The government will likely appeal. U.S. sentencing law calls for a mandatory life prison term for anyone convicted of piracy.
The USA Attorneys for Mr, Said and the other five  argued that the mandatory life prison term violates the Constitution’s ban on cruel and unusual punishment. Jackson agreed and is sentencing all five today and Thursday.

Assistant U.S. Attorney Ben Hatch argued that life in prison was appropriate, calling the attack extremely harsh and heinous and adding that Said has shown no remorse or acceptance of responsibility.

“Obviously the court has a different view of matters,” U.S. District Judge Raymond A. Jackson responded.

Said’s attorney said his client had nothing to say. Said had previously argued that he was not a pirate and was working as a smuggler when the skiff he was on approached the Ashland off the Somali coast.

Prosecutors said the Somalis mistook the Ashland for a commercial vessel when they opened fire on it in the pre-dawn darkness in an attempt to take its crew hostage in exchange for ransom.

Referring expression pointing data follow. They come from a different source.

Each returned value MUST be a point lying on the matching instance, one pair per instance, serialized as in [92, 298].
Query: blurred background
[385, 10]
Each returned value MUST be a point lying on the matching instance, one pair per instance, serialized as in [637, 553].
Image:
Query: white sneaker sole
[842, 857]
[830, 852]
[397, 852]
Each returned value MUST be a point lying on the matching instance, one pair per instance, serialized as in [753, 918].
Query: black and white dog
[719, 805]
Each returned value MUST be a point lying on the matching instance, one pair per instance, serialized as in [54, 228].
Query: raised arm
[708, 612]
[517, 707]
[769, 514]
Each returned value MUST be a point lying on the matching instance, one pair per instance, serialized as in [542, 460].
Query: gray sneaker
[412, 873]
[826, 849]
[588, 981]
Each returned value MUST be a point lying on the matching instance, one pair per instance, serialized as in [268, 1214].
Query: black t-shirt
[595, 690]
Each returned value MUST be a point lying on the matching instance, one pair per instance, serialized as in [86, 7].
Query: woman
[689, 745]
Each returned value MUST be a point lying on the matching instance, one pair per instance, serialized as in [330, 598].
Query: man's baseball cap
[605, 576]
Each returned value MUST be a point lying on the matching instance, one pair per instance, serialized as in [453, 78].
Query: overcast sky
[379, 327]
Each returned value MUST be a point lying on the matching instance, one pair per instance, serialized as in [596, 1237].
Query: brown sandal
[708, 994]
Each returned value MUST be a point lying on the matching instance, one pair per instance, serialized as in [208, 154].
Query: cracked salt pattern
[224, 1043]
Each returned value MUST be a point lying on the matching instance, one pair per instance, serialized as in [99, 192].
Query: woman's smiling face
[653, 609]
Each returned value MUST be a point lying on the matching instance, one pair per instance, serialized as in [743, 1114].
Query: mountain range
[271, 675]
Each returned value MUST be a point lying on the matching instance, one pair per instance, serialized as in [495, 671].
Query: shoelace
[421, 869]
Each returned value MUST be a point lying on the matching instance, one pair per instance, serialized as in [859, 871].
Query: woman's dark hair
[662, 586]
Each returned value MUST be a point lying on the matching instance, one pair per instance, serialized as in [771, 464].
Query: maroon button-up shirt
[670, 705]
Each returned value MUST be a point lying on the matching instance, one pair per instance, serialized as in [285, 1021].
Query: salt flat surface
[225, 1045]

One of the Somalis admitted that was their plan.

No sailors were injured, but a seventh Somali was killed when the Ashland returned fire with its 25mm cannon, blowing up the skiff.

“At the end of the day, this was an attempt,” said Said’s attorney Keith Kimball, an assistant federal public defender.

Kimball and other defense attorneys argued that life in prison was unconstitutional given that other pirates, who actually committed murder during their attacks, including four Americans shot and killed aboard the yacht Quest, also received life in prison.

“The court is aware of the gruesome nature of piracy,” Jackson said. “The court finds a difference in the conduct.”